Welcome to Partially Obstructed View. We are each restrained by the limits of our own perspective, but when we meet to share information a clearer picture of the truth can be revealed. Comments & criticisms are welcome.

Thursday 10 May 2012

Upon First Glance – Toronto FC v Montreal Impact – Voyageur’s Cup Second Leg

    A cool, stormy evening’s wind whipping off the lake; fans of each side gathered at BMO Field to take in the encounter.

    TFC’s in red, leaving aside the malaise that has clouded their season, to amass in the South; the Impact’s in blue to the North, having made the short journey across the provincial border for the occasion.

    Torsten Frings’ inclusion; the promised surprise, given the rattle his shoulder sustained in the last match against DC, a portent of an unwillingness to sit back and let circumstance have its way.

    An early goal, seconds shy of two minutes in; it would prove crucial. Reggie Lambe, that Bermudian Tractor, pounces on a loose ball in the box and his deflected strike curls agonizingly in at the far-post, much to the surprise of all and sundry.

    Much the same team, that which has underwhelmed thus far, but somehow a very different one. A spirituous hunger, a touch more precision, and a little bit of luck; the only measures required for a marked transformation.

    Nothing was out of reach, for they had come to play. A team meeting; unburdened of the suppressive load, it showed. Then, almost without warning came a turn.

    Some say fallacious, others debatable, but certainly in the least - a mysterious red card, if not for the boot of Richard Eckersley that caught Sinisa Ubiparipovic, then for how it played out. Card given one way, but foul the other.

    Up a goal, down a man; the former showed the latter not at all. The red advantage in one direction only; for the most part.

    Then a second; goal that is.

    A blocked clearance falls kindly onto the forehead of Ryan Johnson, who then reacts quickest to the rebound to slam across Donovan Ricketts – resplendent in a radiating orange glow – to double the lead at two.

    Tempers flare as the halftime whistle tolls, finger-pointing ensues, followed by a shove or two, much ado about nothing in the end.

    The second more daunting; impact changes for Montreal, while Toronto holds firm to their success.

    Outnumbered but not outfought, out-possessed but not out-played.
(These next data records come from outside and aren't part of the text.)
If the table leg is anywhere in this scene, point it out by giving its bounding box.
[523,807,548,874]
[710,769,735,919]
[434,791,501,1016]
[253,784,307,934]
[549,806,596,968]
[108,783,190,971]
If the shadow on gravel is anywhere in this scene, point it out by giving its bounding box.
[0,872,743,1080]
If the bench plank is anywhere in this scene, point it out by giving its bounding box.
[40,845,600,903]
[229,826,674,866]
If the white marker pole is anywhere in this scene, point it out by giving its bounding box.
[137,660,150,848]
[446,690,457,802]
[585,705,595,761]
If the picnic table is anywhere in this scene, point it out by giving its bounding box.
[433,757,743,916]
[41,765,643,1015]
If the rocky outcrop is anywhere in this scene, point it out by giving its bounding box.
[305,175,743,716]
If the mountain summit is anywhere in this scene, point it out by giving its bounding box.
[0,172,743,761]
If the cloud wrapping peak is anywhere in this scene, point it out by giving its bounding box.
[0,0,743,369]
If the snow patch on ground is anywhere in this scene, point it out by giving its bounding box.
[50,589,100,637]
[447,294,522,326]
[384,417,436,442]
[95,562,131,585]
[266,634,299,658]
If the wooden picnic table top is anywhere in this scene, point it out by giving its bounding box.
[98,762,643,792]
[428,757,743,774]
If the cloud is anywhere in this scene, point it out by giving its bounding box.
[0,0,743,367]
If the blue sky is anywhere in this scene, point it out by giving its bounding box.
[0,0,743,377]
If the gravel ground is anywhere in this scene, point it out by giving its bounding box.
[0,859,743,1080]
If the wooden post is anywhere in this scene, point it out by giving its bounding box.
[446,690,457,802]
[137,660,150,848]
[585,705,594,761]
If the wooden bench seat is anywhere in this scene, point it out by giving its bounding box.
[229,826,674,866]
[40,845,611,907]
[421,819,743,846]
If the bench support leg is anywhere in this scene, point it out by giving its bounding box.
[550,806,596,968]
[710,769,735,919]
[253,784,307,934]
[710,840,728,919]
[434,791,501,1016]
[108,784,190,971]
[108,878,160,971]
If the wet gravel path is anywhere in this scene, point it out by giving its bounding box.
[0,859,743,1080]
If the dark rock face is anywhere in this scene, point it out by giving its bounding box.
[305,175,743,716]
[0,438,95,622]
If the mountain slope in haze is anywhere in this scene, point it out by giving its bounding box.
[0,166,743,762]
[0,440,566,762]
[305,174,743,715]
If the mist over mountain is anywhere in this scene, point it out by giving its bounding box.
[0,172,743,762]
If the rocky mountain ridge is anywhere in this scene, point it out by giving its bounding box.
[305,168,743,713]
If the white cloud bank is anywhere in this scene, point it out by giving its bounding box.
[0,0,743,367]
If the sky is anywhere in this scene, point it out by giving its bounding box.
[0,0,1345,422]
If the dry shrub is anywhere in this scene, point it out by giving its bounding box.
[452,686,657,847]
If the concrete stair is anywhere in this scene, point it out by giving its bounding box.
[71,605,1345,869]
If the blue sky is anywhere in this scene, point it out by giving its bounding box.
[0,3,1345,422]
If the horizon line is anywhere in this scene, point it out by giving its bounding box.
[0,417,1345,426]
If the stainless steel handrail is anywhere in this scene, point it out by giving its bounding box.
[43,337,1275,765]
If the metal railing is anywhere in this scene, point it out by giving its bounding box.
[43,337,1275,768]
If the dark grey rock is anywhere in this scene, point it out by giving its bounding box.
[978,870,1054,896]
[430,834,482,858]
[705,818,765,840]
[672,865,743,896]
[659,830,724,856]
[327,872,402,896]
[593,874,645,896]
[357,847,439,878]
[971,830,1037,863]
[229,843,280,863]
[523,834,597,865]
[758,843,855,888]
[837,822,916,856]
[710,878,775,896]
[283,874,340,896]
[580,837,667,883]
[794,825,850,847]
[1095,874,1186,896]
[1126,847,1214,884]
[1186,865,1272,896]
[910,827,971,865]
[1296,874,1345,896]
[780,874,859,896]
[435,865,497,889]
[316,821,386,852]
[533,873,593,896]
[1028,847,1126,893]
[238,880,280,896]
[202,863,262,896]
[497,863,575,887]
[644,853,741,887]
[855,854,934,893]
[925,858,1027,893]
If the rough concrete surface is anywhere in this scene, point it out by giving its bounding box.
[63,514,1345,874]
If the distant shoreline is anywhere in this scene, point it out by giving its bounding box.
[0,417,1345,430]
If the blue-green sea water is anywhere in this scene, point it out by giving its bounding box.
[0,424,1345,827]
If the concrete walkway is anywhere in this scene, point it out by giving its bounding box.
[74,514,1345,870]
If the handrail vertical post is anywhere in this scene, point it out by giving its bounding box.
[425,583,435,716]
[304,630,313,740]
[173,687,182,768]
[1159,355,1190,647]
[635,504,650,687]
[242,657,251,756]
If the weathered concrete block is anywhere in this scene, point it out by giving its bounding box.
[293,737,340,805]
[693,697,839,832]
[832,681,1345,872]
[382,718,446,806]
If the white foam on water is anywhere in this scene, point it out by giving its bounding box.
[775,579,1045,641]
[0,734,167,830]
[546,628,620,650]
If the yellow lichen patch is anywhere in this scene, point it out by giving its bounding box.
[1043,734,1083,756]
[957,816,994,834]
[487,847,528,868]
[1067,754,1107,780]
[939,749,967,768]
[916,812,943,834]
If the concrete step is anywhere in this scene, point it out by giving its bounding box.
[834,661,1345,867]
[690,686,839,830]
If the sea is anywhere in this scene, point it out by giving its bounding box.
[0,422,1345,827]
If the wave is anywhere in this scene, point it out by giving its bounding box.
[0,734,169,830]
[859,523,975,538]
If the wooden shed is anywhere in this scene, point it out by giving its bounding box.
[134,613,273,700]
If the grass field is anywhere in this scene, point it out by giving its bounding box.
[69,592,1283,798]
Memory struggles to recall any real moments of threat through the long forty-five-plus; though memory at such moments of stress has been known to fail.

    Milos Kocic responded when called; outfield the legs tired, but did as they were told.

    In truth it could have been more, but 2-0 proved to be enough. 

    In a game of inches, Toronto outpaced their rivals by a mile. That which had been lost, was found for one night.

    A good place to start; what will tomorrow bring?

    For now, Vancouver awaits; the rest, well; wait and see.